Technical features are important.
But most tech advantages these days are short lived as each device maker plays a never-ending game of spec leapfrog. Most average business or consumer device users (as opposed to us enthusiasts) long ago lost track of the relative benefits of chip architectures, or even know how fast their device’s microprocessor is, how much RAM is onboard or how many gigabytes of storage it has.
Go ahead. Ask your non-techie relatives.
I bet in almost all cases, the most you’re likely to elicit on device specs of purchases made in the past handful of years is the operating system. Nothing else will be top of mind, because whatever it is, there is “just enough” speed. Or memory. Or storage.
With the naming of Windows 10 and the re-badging of some features of MSN and Bing, Microsoft may be trying to address platform perception issues. And I piled on in a recent talk comparing strengths and weaknesses of Apple, Google, and Microsoft platforms during the BYTE FY15 training event for several hundred Microsoft staff that work with its hardware partners.
In tech, what’s tangible is being overrun by the intangible. That experimental top-level labeling decision is steered and subject to the Cluelessness of the Crowds. So here is my highly subjective, cognitive-load friendly list of three perceived pros and cons for each device platform brand. Like many things in life, these perceptions – and history – often trump reality.
Apple (iOS) devices
Why they win:
Simplicity. A seamless user experience bordering on an endorphin high.
Cool factor. Often, buyers tend to start panting for an Apple device (like the Los Angeles school district with iPads), then will work out what they are able to do with it.
Ecosystem. Strong vertical integration, both of software and across devices, not unlike a fast-food upsell: “Would you like an Apple Watch with that?”
Why they lose:
Ecosystem. Strong vertical integration turns off buyers who avoid vendor lock-in, proprietary connectors and file formats (like, uh, me).
Hardware emphasis. Leading with design masks non-Apple software developers and any variety of choices.
Tenuous cool factor. Once you’ve got it, you can lose it, as Apple already once did post-Steve Jobs in the 1990s.
Apple’s origin story explains a lot of its current appeal: that of a feisty underdog to then-dominant IBM. The original design for the mass-produced Apple II line allowed anyone to flip open and easily modify the computer, not only a technician. As Apple shifted toward a consumer electronics ethos, technology for “the rest of us” became “for everybody.”
Google (Chrome) devices
Why they win:
Price. Chromebooks begin at $199, a price some buyers (such as those in schools) consider make them almost disposable compared to standard laptops.
Simplicity. Everything is built in, basic productivity software is “free,” updates and protection are automatic, and some popular Android apps now run on Chrome.
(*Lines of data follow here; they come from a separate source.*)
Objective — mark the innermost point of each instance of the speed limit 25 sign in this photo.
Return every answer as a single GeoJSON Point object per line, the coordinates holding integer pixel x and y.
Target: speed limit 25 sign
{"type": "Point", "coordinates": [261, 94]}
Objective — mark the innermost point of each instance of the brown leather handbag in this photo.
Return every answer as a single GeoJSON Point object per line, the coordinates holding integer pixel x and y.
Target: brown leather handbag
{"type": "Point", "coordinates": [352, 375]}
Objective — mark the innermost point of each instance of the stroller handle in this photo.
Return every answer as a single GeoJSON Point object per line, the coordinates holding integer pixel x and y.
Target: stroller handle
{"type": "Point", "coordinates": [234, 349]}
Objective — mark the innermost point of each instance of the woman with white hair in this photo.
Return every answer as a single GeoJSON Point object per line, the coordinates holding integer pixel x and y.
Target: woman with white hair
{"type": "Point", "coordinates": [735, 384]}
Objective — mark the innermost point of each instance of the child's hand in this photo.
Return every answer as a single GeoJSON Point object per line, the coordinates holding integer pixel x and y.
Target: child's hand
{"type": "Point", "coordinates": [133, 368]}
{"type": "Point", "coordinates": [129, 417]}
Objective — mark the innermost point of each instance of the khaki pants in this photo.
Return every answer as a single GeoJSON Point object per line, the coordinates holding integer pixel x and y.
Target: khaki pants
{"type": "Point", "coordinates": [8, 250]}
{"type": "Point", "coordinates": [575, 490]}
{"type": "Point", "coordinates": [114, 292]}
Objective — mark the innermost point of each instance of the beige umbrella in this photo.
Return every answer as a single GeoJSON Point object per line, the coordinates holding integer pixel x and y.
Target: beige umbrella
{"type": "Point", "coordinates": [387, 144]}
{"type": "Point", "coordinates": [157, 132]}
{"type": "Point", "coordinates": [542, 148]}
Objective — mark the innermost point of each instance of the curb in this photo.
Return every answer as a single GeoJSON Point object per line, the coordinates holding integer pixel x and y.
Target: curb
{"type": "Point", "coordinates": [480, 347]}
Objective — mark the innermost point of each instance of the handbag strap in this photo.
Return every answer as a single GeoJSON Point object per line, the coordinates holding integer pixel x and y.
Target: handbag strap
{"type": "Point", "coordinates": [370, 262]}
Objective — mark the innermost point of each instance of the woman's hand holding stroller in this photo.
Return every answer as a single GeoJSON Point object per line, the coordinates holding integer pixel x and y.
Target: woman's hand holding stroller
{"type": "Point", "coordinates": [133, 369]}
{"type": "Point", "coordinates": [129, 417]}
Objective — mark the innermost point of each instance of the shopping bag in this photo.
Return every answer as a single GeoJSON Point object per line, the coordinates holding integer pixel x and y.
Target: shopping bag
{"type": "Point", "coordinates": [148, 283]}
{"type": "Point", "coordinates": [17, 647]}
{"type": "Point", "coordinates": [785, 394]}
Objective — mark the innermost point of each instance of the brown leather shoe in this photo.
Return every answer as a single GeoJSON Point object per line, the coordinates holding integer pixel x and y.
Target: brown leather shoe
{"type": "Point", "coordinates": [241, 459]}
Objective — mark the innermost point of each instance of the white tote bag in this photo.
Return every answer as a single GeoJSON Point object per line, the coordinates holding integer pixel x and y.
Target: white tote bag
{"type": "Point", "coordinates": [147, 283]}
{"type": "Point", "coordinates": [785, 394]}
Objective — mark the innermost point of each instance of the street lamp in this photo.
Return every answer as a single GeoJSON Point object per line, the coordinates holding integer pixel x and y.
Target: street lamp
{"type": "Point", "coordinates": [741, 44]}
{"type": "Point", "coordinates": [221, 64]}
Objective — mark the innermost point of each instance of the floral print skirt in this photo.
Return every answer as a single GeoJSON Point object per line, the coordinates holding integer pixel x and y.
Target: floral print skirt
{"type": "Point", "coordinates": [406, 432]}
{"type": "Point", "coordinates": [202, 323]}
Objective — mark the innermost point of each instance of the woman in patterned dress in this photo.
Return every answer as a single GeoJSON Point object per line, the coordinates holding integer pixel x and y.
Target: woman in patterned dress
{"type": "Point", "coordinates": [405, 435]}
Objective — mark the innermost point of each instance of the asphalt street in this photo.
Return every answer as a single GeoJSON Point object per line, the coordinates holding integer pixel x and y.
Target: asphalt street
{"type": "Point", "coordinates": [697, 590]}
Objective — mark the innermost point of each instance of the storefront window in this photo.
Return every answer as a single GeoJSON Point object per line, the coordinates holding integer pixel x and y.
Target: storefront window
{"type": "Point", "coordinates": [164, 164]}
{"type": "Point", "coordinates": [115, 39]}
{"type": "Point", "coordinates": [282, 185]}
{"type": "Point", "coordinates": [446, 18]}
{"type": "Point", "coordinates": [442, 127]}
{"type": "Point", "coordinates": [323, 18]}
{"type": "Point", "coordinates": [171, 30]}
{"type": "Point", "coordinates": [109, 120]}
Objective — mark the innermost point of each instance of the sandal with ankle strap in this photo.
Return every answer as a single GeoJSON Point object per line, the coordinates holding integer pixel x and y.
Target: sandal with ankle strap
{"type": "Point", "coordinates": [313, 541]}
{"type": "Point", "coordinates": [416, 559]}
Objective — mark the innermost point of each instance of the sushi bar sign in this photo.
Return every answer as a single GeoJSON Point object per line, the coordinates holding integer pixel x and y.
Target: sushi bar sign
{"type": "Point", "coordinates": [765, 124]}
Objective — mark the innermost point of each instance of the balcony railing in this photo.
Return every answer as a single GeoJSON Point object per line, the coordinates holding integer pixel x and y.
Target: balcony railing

Uniformity. Mass deployment and management is easy in education and business.
Why they lose:
Google itself. Google almost always seems to be under fire, somewhere, for concerns about privacy, ad-serving, and behavior tracking.
Cloud. Chromebooks (and Nexus Android devices linked to Google services) rely on web services that require good connectivity and strong data security.
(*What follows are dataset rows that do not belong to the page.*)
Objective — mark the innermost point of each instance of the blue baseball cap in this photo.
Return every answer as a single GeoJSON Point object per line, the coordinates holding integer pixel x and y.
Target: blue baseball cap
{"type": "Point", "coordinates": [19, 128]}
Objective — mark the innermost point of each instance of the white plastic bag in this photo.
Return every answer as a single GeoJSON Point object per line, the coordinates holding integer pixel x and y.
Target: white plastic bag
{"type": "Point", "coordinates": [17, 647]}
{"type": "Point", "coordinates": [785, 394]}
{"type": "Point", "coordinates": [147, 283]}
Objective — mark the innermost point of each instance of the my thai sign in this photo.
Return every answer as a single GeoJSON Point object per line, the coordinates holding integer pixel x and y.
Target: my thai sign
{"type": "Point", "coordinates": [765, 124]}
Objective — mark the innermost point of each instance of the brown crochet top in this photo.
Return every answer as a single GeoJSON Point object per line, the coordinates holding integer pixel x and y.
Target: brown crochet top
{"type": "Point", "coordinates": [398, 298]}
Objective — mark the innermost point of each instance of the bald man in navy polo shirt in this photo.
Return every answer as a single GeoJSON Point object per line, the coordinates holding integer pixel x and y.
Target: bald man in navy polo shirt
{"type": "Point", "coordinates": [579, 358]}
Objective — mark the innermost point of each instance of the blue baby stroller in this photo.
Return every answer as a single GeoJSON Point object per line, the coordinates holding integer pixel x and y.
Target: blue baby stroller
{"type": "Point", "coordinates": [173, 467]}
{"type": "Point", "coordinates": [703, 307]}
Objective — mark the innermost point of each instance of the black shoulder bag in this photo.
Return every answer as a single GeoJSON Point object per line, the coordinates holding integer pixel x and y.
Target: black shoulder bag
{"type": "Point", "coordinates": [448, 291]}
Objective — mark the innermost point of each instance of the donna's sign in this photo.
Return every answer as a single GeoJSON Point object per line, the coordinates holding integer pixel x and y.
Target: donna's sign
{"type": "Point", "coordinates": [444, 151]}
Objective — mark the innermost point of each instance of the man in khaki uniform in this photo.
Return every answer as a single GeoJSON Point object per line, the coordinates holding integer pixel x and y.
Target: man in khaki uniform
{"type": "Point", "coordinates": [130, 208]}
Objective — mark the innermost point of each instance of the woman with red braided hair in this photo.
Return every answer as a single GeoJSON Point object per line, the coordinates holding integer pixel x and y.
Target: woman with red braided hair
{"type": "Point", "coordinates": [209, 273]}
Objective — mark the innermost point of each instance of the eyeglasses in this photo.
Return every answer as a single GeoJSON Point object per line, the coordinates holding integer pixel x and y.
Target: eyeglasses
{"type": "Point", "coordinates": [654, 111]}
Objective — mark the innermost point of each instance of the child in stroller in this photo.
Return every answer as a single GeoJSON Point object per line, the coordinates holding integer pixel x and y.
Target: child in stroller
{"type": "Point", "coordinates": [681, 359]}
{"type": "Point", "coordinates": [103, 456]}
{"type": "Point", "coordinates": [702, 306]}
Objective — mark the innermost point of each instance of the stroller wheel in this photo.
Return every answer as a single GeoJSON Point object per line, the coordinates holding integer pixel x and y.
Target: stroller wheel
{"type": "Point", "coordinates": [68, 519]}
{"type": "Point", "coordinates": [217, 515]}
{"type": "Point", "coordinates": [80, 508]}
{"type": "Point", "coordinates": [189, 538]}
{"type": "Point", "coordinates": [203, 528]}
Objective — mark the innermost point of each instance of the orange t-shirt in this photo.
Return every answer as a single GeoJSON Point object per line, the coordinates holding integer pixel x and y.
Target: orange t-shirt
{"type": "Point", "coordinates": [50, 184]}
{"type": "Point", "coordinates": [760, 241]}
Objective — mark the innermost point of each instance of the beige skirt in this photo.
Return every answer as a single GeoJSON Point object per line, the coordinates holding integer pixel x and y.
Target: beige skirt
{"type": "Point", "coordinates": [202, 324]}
Vendor lock-in. What Google gives in software, it can easily change or take away as many occupants in the Google Graveyard can attest.
Google’s origin, though, is key to its image. It was borne of the Internet, and its hardware devices are just gateway drugs for increased addiction.
Microsoft (Windows) devices
Why they win:
Boring. Boring is good, if what you have has become the industry standard. Connectors, file formats, and other technologies are established and relatively safe due to the ballast of a huge installed base.
Software choices. Buying Windows is like buying a Swiss Army knife with far more functions than you are likely to use (let alone understand), with application variety that goes way beyond an app marketplace.
Nadella factor. New Microsoft CEO Satya Nadella has brought excitement and energy to Microsoft’s image, a window of increased “what will he do next?” attention. I wouldn’t underestimate this.
Why they lose:
Boring. The sheer number of Microsoft hardware partners tends to make it hard for any individual innovative device to shout “look at me!” in that crowd, and contributes to a numbing sense of sameness. Quick: Picture a typical Google Chromebook user. An Apple iOS user. Now, a Windows user. Yeah.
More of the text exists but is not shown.